Zaten de Avrupa’da öyleymiş. Kızım ve oğullarım telefon ettikçe öğreniyorum, orada kış kıyamet ve kar bora hüküm sürüyormuş. Hatta kerimem torunumu yuvaya gönderememiş.
Hâlbuki burada durmadan lodos esiyor ve hâlâ “sucuk yazı” yaşıyoruz.
O lodosu da hiç sevmem. Hayır, denizlerin dalgasından korktuğum için falan değil!
Eh İstanbul, ötesi Kalamış çocuğuyum, aynı çocukluğumda sırf sallanmak için fırtınalı günlerde okuldan kaçar ve vapur çalıştığında da Kadıköy – Karaköy gidişi dönüşü yapardım.
Dolayısıyla da lodostan hazetmememin nedeni başka bir nedenden, ayıptır söylemesi, bu rüzgârın bende adetli kadınlara dokunmak gibi bir bulantı yaratmasından kaynaklanır.

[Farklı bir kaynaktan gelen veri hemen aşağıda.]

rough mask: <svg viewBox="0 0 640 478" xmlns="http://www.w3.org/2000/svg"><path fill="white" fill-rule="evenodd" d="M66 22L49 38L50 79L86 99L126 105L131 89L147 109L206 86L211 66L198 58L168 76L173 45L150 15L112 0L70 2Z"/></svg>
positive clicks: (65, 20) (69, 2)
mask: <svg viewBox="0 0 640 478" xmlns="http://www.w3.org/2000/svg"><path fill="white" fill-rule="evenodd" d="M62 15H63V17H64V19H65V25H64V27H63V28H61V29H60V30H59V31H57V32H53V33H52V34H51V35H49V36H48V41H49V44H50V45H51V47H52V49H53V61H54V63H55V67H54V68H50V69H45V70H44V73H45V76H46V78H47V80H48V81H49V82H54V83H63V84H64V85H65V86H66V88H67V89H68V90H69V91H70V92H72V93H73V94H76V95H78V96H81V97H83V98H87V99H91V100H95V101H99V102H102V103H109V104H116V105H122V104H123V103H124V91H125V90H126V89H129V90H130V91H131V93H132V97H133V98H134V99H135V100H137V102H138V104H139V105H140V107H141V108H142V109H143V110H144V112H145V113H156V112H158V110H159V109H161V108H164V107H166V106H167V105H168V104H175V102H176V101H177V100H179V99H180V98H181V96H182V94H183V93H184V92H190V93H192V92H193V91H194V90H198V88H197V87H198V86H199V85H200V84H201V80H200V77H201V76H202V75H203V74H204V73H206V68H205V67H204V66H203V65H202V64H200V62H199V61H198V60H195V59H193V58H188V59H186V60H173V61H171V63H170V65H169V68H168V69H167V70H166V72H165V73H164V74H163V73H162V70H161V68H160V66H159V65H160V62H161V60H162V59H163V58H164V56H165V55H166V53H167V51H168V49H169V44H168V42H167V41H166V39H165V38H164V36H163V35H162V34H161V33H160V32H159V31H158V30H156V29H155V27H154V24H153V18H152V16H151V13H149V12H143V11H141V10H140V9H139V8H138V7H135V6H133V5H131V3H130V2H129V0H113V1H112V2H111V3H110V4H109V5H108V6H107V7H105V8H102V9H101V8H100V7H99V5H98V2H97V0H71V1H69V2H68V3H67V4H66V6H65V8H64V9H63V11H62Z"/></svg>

Zaten Adriyatik’in “sirokko”, Batı Akdeniz’in “mistral” ve Güney Akdeniz’in “hamsin” rüzgârları da böyledir. Hissettim miydi nevrim dönüverir. Anında da fark ederim.
Üstelik lodos zamanı balık yenmez. Isınan sular taam ve lezzetin canına okur.
Tabii bunu da yine İstanbul çocukları bilir ki, âlâ torik lakerdasıyla yalancı palamut lakerdasını bile ayırt etmekten âciz olanlara söyleyecek sözüm yok!
HAYIR hayır, lakerdasına yalancı dedim diye palamudu küçümsediğim sanılmasın!
Hâşâ! Böyle yakıştırmayı hakaret addederim.
O mukaddes “derya kuzusu” ki; fi tarihinin filikalarında çifti elli kuruşa “fukara bifteği” diye satılan o emsalsiz “pelamys sarda” ki; öz be bizim şehir sularımıza ait olduğu için de Bizans paralarına tasviri bile işlenmiş o bereket “palamide”se ki, halen tam bolluk mevsimi olmasına rağmen Karaköy balık pazarında dahi tanesi 12–15 papelden aşağı inmedi.
Kuru vonosun tavası geçti, canım balık şimdi iyicene palazlandığı için ızgara veya pilâki vaktidir ama, mübarek artık hiç bulunmaz orkinos veya kalkan fiyatıyla yarışıyor.
Eh, barbar reisler bütün dünyada yalnız dev okyanuslar için kızağa konulan heyula tekneleriyle iki küçücük içdenizimizi arsızca, vahşice ve haince yağmalamadılar mı?
İŞTE buyrun bakalım, şimdi palamudun kokusunu bile rüyada teneffüs edebiliyoruz.
Marmara’yı zaten, Boğaz’ı tamamen, Karadeniz’i de haydi haydi kuruttular. Bitirdiler.
Nitekim de bu konuda ekolojistlerin en yobazını bile can-ı gönülden destekliyorum.
Şahitsiniz, şu “havadan ve sudan yazı”da o havaların Aralık başında “sucuk yazı” sürdürmesinden yakınmadım ama, o suların “palamut yazı”nı gaspedenlerden davacıyım.
Adaletin tecellisi de burnu sipsivri kılıç balıklarından müteşekkil bir mahkemede arayacağım ki, eminim bununla ne imâ ettiğimi anlamışsınızdır.